Jacques s’approcha du juif qui reniflait encore, le visage dans ses mains. Il
le prit aux poignets et dit :
    — Tout de même, Salomon, avouez que vous êtes un sacré
bandit.
    Le bonhomme releva la tête. Alors Novelli vit que s’il avait
à l’instant pleuré, c’était de rire : une merveille de malice brillait
dans ses yeux mouillés.
    — Non, non, mon frère, le plus brigand des deux, c’est
vous, répondit-il.
    — Moi ? croassa l’autre, stupéfait, se frappant la
poitrine. Moi, un brigand ? Pourquoi ?
    Salomon ne put répondre : à nouveau il riait trop. Novelli
le regarda, la mâchoire pendante, et sentit une bouffée de jubilation
irrépressible lui venir aux yeux. Des gloussements roulèrent dans sa gorge, il
les retint d’abord avec une sorte de honte de puceau, mais sa rogne avait fait
un grand ménage dans sa tête. Des éclairs de pitrerie lui trouèrent soudain l’humeur,
une tempête de joie simple et brute lui monta des entrailles et du cœur en un
déferlement de pure ivresse, et il se mit à rugir énormément, répétant sans
cesse entre deux éclats : « Pourquoi ? Pourquoi ? », comme
s’il ne comprenait rien à son bonheur subit, rien au rire du juif, rien aux
bouffonneries dont il peuplait soudain le monde. Il s’étouffa, voyant devant
lui Salomon secouer la tête pour répondre « oui, oui », incapable d’en
dire plus, tant le contentement l’exténuait. À bout d’haleine, ils ouvrirent
ensemble les bras et s’étreignirent comme deux ivrognes.

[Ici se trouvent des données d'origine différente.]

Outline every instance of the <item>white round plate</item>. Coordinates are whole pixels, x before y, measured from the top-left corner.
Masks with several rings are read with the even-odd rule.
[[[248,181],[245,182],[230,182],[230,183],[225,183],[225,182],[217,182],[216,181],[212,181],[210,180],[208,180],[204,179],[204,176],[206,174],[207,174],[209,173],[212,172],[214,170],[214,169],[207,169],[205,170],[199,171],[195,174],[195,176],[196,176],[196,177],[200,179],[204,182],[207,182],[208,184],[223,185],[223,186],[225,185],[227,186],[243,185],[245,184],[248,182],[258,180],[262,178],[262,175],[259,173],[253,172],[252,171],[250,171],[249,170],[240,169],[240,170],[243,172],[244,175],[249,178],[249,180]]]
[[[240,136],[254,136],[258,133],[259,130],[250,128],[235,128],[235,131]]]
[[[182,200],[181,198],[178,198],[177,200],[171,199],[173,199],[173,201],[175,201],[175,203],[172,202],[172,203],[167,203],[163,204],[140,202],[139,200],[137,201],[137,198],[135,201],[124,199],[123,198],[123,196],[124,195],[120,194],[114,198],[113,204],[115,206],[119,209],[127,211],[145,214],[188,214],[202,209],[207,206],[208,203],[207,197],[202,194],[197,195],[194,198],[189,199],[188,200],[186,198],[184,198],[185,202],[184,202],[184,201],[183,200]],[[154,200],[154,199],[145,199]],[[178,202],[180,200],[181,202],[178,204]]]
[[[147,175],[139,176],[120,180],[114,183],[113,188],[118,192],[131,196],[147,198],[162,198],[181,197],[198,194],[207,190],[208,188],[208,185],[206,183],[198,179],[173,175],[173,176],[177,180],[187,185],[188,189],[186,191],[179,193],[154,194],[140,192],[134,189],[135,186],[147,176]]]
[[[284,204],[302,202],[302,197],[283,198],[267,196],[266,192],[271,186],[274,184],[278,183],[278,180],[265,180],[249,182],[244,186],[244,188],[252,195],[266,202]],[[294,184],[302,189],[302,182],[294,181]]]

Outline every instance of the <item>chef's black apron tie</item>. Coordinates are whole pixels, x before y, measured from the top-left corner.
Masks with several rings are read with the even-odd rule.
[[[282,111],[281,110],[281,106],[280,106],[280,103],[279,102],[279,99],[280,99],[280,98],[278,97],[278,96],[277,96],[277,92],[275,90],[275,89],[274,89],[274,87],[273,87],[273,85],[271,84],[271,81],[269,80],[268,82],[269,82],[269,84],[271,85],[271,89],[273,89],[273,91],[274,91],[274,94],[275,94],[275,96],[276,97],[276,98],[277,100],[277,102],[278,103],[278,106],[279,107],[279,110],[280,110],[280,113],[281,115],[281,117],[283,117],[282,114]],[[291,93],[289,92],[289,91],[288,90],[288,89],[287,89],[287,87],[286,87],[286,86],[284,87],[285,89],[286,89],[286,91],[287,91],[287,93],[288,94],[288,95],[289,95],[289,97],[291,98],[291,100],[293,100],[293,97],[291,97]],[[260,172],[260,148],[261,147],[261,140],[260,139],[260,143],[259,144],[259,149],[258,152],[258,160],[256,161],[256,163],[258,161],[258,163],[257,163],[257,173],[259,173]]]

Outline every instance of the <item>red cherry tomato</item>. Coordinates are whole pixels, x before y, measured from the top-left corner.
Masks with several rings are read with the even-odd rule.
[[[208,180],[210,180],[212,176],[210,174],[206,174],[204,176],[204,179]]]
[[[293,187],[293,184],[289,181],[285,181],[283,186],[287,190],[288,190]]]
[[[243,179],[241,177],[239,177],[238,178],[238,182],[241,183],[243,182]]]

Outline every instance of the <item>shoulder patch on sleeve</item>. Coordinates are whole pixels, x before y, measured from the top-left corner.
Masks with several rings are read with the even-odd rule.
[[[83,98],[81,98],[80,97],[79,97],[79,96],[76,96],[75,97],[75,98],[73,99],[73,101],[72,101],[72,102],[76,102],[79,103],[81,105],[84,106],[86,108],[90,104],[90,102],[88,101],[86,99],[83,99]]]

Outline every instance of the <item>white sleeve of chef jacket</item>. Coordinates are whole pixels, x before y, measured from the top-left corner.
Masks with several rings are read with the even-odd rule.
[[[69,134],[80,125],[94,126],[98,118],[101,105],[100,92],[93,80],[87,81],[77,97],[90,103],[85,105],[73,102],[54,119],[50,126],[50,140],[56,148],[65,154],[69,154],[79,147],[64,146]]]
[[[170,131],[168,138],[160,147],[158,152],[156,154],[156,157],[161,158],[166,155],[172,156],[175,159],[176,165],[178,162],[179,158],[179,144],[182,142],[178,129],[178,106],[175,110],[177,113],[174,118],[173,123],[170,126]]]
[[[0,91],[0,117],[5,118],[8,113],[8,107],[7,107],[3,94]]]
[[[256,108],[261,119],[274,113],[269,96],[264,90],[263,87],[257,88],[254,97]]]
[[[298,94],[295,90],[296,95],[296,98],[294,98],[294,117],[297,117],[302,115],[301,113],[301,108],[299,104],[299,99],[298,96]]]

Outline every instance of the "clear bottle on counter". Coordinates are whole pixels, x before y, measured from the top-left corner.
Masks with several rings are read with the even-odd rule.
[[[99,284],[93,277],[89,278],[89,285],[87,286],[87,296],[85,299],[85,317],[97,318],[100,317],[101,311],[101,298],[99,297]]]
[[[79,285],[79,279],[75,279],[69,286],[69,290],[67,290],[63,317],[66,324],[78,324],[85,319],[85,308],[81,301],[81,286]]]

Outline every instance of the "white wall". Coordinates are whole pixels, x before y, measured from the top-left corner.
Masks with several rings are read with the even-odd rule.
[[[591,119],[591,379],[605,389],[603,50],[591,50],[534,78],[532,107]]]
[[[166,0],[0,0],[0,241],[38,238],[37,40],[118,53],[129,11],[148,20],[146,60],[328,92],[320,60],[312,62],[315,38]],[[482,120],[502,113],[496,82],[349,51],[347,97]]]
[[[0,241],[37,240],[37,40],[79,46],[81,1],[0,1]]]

    Ainsi les trouvèrent frère Bernard, Vitalis et Stéphanie, de
retour du ruisseau. Le moine et le bateleur, découvrant leurs deux maîtres
réconciliés, s’exclamèrent joyeusement, giflèrent la croupe des chevaux et
vinrent mener autour des embrassés une sarabande débridée en poussant des
jurons si sonnants et charnus que les oiseaux, dans les feuillages alentour, se
turent, effarouchés, et s’envolèrent en brefs froissements vers les branches
hautes. Stéphanie, restée à l’écart, les regarda faire, l’air amusé, puis se
mit à contempler Jacques qui serrait dans ses pognes nerveuses les épaules de
Salomon. Elle ne l’avait jamais vu aussi puissamment planté dans la vie. Elle
eut un sourire heureux, avide, comme si elle avait envie d’entrer dans cette
étreinte qui la ravissait, puis leva la tête au ciel, chercha le soleil à
travers les arbres. Il était haut, le matin mûrissait, il ne fallait pas s’attarder.

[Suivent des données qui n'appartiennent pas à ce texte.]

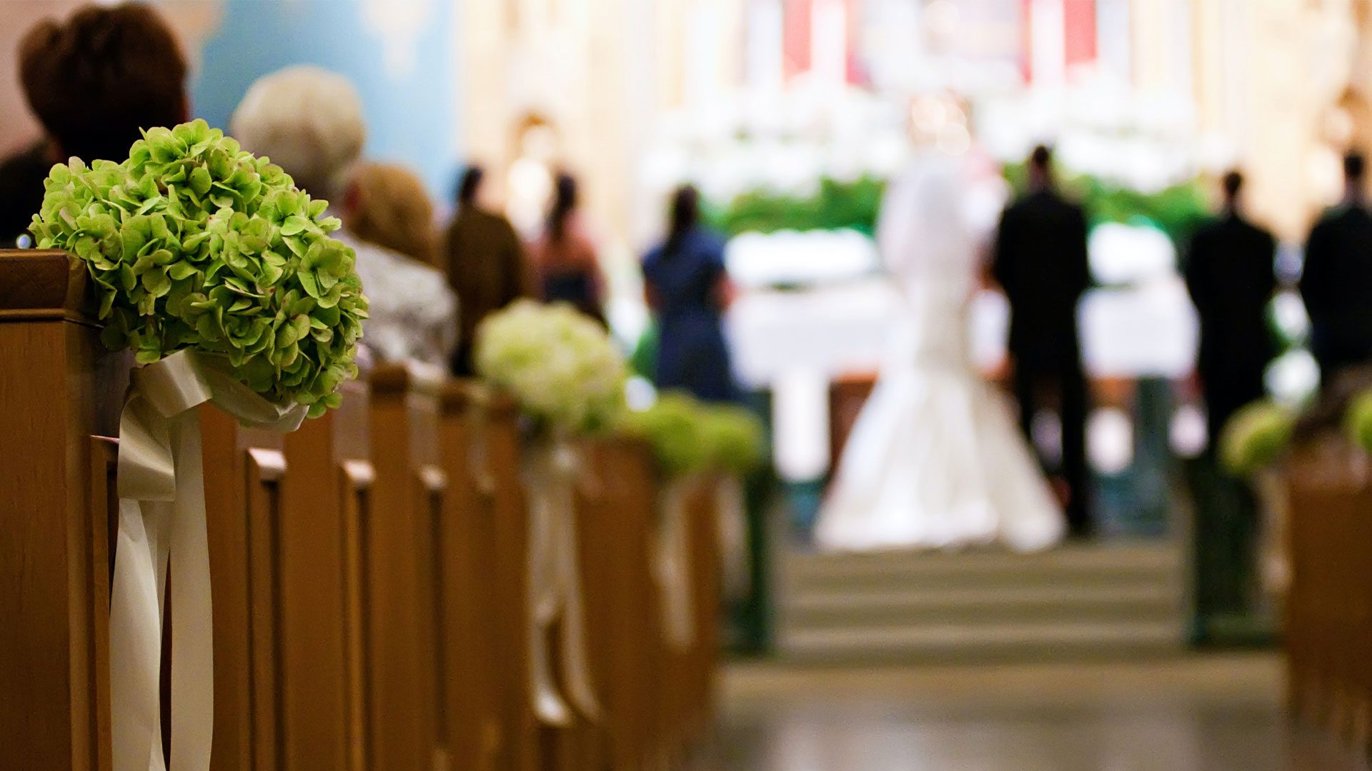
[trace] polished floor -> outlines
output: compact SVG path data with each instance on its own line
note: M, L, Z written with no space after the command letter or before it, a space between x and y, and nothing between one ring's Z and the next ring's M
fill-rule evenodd
M1294 727L1268 654L945 668L734 665L701 771L1368 771Z

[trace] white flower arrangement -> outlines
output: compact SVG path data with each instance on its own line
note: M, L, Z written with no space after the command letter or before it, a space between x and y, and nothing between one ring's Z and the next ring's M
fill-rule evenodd
M572 432L612 425L628 369L605 329L569 305L517 300L476 331L476 372L530 417Z

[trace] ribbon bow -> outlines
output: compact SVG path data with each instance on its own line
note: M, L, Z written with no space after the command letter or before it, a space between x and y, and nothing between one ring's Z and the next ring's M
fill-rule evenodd
M561 619L561 660L572 704L593 720L600 701L586 663L582 583L576 538L576 477L580 453L565 438L541 442L525 466L528 483L528 646L534 713L550 726L568 726L571 708L553 682L547 635Z
M693 477L667 483L659 499L653 573L663 591L663 635L675 650L696 642L696 608L690 582L690 530L686 506Z
M184 350L133 372L119 417L119 534L110 587L114 771L209 771L214 654L204 469L196 406L243 425L295 431L305 405L281 406L214 359ZM167 569L172 616L172 756L162 757L158 682Z

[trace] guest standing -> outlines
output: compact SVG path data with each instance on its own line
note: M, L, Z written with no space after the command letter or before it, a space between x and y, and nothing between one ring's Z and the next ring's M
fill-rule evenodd
M268 155L317 199L344 199L347 171L362 154L362 99L343 75L294 66L254 82L233 112L232 133L246 150ZM347 214L347 206L333 206ZM456 346L457 300L443 274L417 259L333 233L357 252L357 273L370 302L362 344L383 361L447 366Z
M571 303L604 324L600 258L582 225L578 198L576 180L571 174L558 174L547 225L530 254L545 300Z
M0 248L43 207L55 163L123 161L140 129L187 119L187 62L162 16L141 3L86 5L19 43L19 81L45 136L0 162Z
M519 298L535 294L524 247L510 221L480 206L484 177L480 166L471 166L462 173L457 214L447 228L445 243L447 285L457 294L462 309L457 354L453 357L453 373L460 376L475 373L472 348L482 320Z
M1224 210L1192 236L1185 266L1200 317L1196 372L1211 443L1239 407L1264 395L1262 375L1276 355L1266 322L1276 240L1239 211L1243 174L1229 171L1222 185Z
M343 228L358 239L439 268L434 200L405 166L364 162L348 174Z
M1052 152L1029 158L1029 192L1000 217L992 272L1010 300L1010 355L1021 429L1054 402L1062 428L1066 514L1073 535L1089 531L1087 380L1077 340L1077 303L1091 281L1087 217L1052 184Z
M657 314L659 388L700 399L737 396L720 313L730 298L724 240L701 226L700 196L685 185L672 198L667 240L643 258L648 305Z
M1372 214L1364 167L1357 152L1343 159L1343 202L1324 214L1305 246L1301 295L1324 387L1342 370L1372 361Z

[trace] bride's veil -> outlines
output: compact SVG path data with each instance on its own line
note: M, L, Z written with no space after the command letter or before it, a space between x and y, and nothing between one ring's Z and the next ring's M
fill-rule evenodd
M929 155L890 182L877 220L877 248L901 278L966 280L975 258L966 220L966 177L955 158Z

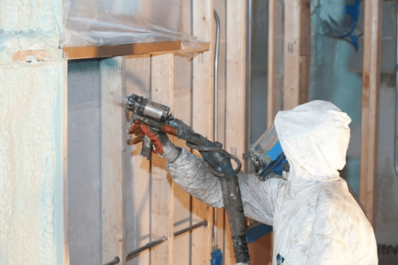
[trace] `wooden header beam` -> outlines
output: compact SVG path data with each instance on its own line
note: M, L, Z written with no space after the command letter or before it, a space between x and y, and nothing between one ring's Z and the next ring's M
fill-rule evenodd
M164 41L142 43L131 43L107 46L89 46L64 48L64 58L67 60L104 58L123 55L159 55L176 53L184 55L190 53L201 53L208 51L210 43L201 42L200 48L191 50L181 50L181 41Z
M379 98L383 1L365 2L360 201L374 227L377 214Z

Elle mit sa mule au trot, laissant les hommes à leurs effusions turbulentes, bien
droite sur sa selle et la poitrine fièrement ronde, en femme sûre d’inspirer le
seul amour, le seul désir qui vaille.
    Vitalis et frère Bernard ne tardèrent pas à chevaucher à sa
suite, tandis que Novelli, du bout de sa manche, s’épongeait le visage, et que
Salomon, tenant ses reins meurtris, se redressait en grimaçant et riant encore.
    — Enfin, dit-il, nous voilà capables de vivre et de
parler sainement.
    Ils cheminèrent pourtant un moment en silence, humant l’air
et jouissant des ombres fraîches de la route, tout au repos de leur ivresse, puis
Novelli, le regard errant par le sous-bois, dit, la mine tranquille :
    — Je n’ai encore rien compris, Salomon.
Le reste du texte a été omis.